Il sottosuolo di Nettuno deve la sua ricchezza di acque ad una falda idrica sotterranea che ha origine dalla zona vulcanica dei Colli Albani e che giunta al banco di macco e di sabbia su cui poggia la cittadina si perde in mille rivoli verso il mare.
Si originano così sorgenti e brevi corsi d'acqua di scarsa portata, ma che con il loro flusso costante contribuirono alla formazione, in epoca preistorica, di numerosi insediamenti umani, dall'addensamento dei quali nacquero poi i centri di Antium e Coeno. Acque superficiali
I corsi d'acqua traggono alimentazione dai trabocchi freatici presenti in corrispondenza delle depressioni delle dune quaternarie (pleistocene superiore) che coprono il territorio nord di Nettuno.
I due più importanti, il fosso della Mola e il fosso Loricina, hanno direzione nord-sud e sboccano appena ad est del borgo in un terreno palustre che essi stessi hanno formato ricoprendo con limo un'antica lacuna nella quale era situato probabilmente l'antico porto Volsco detto "Cenone".

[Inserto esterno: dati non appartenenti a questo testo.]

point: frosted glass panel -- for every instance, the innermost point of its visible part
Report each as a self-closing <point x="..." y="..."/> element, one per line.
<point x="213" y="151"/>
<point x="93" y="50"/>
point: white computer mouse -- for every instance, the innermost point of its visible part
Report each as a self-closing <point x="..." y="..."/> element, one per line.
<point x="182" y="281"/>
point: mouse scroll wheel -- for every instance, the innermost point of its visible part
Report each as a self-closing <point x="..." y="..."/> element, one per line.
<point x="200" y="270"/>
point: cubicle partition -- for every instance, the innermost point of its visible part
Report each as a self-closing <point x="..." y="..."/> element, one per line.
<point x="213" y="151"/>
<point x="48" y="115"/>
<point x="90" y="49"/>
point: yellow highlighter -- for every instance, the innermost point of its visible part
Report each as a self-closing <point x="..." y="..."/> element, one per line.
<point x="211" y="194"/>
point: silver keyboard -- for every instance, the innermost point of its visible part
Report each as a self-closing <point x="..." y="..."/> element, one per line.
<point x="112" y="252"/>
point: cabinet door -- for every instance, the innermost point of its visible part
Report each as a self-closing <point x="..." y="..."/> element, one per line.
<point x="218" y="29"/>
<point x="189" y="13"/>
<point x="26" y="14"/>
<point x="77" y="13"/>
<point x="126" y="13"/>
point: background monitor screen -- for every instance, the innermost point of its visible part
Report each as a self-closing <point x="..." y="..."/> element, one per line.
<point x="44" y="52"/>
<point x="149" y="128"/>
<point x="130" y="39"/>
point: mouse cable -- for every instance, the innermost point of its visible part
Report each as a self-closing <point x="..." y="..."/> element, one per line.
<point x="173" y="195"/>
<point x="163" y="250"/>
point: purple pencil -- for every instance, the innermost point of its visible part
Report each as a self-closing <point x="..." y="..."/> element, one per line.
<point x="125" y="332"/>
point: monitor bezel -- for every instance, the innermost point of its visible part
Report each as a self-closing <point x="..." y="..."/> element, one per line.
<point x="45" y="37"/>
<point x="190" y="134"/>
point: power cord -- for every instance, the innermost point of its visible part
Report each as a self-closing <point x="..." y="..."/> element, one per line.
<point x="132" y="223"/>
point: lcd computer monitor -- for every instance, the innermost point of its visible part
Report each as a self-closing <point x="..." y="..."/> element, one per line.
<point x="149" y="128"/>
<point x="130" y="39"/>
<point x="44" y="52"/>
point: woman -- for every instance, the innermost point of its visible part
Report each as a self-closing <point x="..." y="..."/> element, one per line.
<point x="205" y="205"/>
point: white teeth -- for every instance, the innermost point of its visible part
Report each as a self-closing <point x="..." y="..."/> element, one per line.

Altri corsi d'acqua con origine costante sono il fosso dei Tinozzi, il fosso della Seccia e quello di Foglino, presso il quale l'azione erosiva del mare sta mettendo in luce un insediamento arcaico, a conferma della rilevanza storica di questi fossi.
Acque sotterranee
La porosità delle calcareniti (macco) che costituiscono la roccia su cui poggiano gli abitati di Anzio e Nettuno ed una parte del loro territorio esterno, permette una diffusa circolazione dell'acqua del sottosuolo, facilmente raggiungibile con pozzi <<romani>>> ed "artesiani" di piccola e media profondità.
Lungo la costa dove il macco mostra le sue testate, quest'acqua sgorga liberamente con sorgenti perenni, la maggiore delle quali, quella della Fontana Vecchia, è stata, per larga parte della storia di Nettuno, l'unica fonte di approvvigionamento.
Acquedotto dì Carano
Al costante aumento delle popolazioni di Anzio e Nettuno ed alle loro crescenti necessità si venne incontro immettendo gradualmente nella rete idrica le acque sorgive e quelle catturate nelle vene del macco. Nel 1955 funzionavano ben undici impianti distribuiti su tutto il territorio a distanze fino a sei km. dagli abitati (acqua del Sambuco, Fontan di Papa, Sana e Ferrovie, ecc.), che si innestavano in vari punti della rete.
Nel 1929 i fratelli Ezio e Galileo Scavizzi posero le basi per una integrale soluzione del problema idrico. A loro spese riuscirono ad individuare nella zona di Carano il bacino sotterraneo che alimenta la falda idrica delle due cittadine. Le 5 polle sorgive erogano da allora circa 150 litri al secondo, pari a 13 milioni di litri quotidiani di acqua potabile.
Il 26 gennaio 1935 i Comuni di Anzio e Nettuno si costituirono in consorzio con la Università Agraria di Nettuno con la finalità di "acquistare le sorgenti di Carano, costruire l'acquedotto e gestire l'esercizio". Ciò fu possibile solo nel 1955, a causa di un lungo contenzioso con i proprietari e degli eventi bellici.
Per far fronte al rapido aumento delle esigenze idriche, nel 1970 l'acquedotto fu potenziato con acqua proveniente dalle falde della piana pontina e di proprietà della Cassa per il Mezzogiorno (ora: Regione Lazio) pozzi località Giannottola e Campo di Carne.
Attualmente il Consorzio Acquedotto di Carano ha la capacità di erogare 600 litri al secondo.